Hi all,
I'm having trouble interpreting the output of topTable() for a gene level copy number analysis among four different groups of cell lines. The problem is as follows:
After creating my design matrix and contrast matrix using what I think is group means parameterization, I use eBayes to create the model.
##Differential CNA Analysis (Pairwise Comparison) design_CNA <- model.matrix(~0+factor(cell_line_cluster_4)) colnames(design_CNA) <- c("A","B","C","D") fit_CNA <- lmFit(copy_number_data,design_CNA) contrast_matrix_CNA <- makeContrasts("B-A","C-A","C-B","D-A", "D-B", "D-C", levels = design_CNA) fit_CNA <- contrasts.fit(fit_CNA, contrast_matrix_CNA) fit_CNA <- eBayes(fit_CNA)
However, when I use topTable() to determine which cell line group comparisons have significantly different gene copy numbers, I get no significant calls with the following line of code (not specifying a coefficient):
DECNA <- topTable(fit_CNA, number = Inf, p.value = adjPvalueCutoff, adjust = "BH")
Yet, when I use topTable() with each comparison called specifically by its coefficient, some of these comparisons call significant genes.
DECNA_1 <- topTable(fit_CNA, number = Inf, p.value = adjPvalueCutoff, adjust = "BH", coef = 1) DECNA_2 <- topTable(fit_CNA, number = Inf, p.value = adjPvalueCutoff, adjust = "BH", coef = 2) DECNA_3 <- topTable(fit_CNA, number = Inf, p.value = adjPvalueCutoff, adjust = "BH", coef = 3) DECNA_4 <- topTable(fit_CNA, number = Inf, p.value = adjPvalueCutoff, adjust = "BH", coef = 4) DECNA_5 <- topTable(fit_CNA, number = Inf, p.value = adjPvalueCutoff, adjust = "BH", coef = 5) DECNA_6 <- topTable(fit_CNA, number = Inf, p.value = adjPvalueCutoff, adjust = "BH", coef = 6)

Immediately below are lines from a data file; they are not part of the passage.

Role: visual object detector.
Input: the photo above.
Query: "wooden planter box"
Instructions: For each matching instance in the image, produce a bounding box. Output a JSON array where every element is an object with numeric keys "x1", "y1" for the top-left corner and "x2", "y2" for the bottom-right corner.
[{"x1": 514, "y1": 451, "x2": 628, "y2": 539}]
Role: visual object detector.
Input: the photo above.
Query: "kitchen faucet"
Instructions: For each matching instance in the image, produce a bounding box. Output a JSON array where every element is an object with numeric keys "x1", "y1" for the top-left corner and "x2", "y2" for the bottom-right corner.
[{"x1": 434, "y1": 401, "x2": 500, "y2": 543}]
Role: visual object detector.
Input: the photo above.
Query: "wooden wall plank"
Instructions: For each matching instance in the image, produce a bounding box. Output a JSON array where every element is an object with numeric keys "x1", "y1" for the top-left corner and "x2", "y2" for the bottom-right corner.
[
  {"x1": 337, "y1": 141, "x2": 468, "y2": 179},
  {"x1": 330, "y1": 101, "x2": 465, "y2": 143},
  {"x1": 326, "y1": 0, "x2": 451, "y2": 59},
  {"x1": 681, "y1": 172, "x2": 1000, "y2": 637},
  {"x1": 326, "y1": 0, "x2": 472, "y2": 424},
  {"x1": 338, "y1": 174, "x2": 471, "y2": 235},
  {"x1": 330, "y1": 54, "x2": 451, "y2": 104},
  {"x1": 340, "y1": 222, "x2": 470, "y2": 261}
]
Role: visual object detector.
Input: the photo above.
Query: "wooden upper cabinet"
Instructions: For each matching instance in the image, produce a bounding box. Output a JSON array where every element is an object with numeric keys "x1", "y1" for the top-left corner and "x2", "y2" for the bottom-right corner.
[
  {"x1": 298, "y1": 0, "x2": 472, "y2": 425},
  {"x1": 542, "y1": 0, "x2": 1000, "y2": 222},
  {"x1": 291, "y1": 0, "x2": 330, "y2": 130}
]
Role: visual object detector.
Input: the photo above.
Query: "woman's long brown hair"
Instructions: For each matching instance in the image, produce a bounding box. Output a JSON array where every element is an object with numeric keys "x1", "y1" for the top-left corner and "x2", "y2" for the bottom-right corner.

I think the discrepancy may be related to the significance testing adjustment, in that calling topTable() on the entire model without specifying a comparison has to correct for many more hypotheses than for a specific comparison (i.e. B vs A). However, I'm not 100% confident that's correct and I'm concerned there's a programming and/or conceptual error here. But even if I'm right, which method is "better" for determining genes with significantly different copy numbers in each group?

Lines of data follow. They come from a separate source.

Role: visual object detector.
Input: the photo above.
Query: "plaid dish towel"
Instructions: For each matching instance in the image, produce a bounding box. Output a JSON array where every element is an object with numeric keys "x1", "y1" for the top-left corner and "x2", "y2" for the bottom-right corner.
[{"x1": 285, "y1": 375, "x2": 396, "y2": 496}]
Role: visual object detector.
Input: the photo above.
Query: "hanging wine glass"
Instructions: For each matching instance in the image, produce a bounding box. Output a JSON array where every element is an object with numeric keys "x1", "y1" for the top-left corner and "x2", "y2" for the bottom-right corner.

Thanks in advance for any assistance or insight!
Best Regards,
Kevin
To elaborate further on Steve's answer, if you don't specify
coef
, then all the (non-intercept) coefficients will be dropped simultaneously by default intopTable
, thus performing an ANOVA-like test. The null hypothesis for such a test is that all the individual nulls are true, i.e., A=B=C=D in your cell-means design. This is inherently different to the specific pairwise comparisons - which, by definition, only test between two groups - which is why you get different results.In your case, the ANOVA-like test needs to account for the extra variability introduced by considering many groups, which is why it has less power to detect DE between two specific groups (compared to a direct pairwise comparison). However, that's not to say that pairwise comparisons are more powerful. If there were small differences across all groups, the ANOVA-like test would be able to combine information from many groups to reject the null, whereas a pairwise comparison between any two groups would not.
As a general rule, I tend to observe more rejections in my DE analyses when I use an ANOVA-like test, because it can effectively combine evidence for DE across multiple groups. But I wouldn't be surprised or concerned at seeing fewer rejections, for the reasons stated above; especially when you have low numbers of DE in your experiment.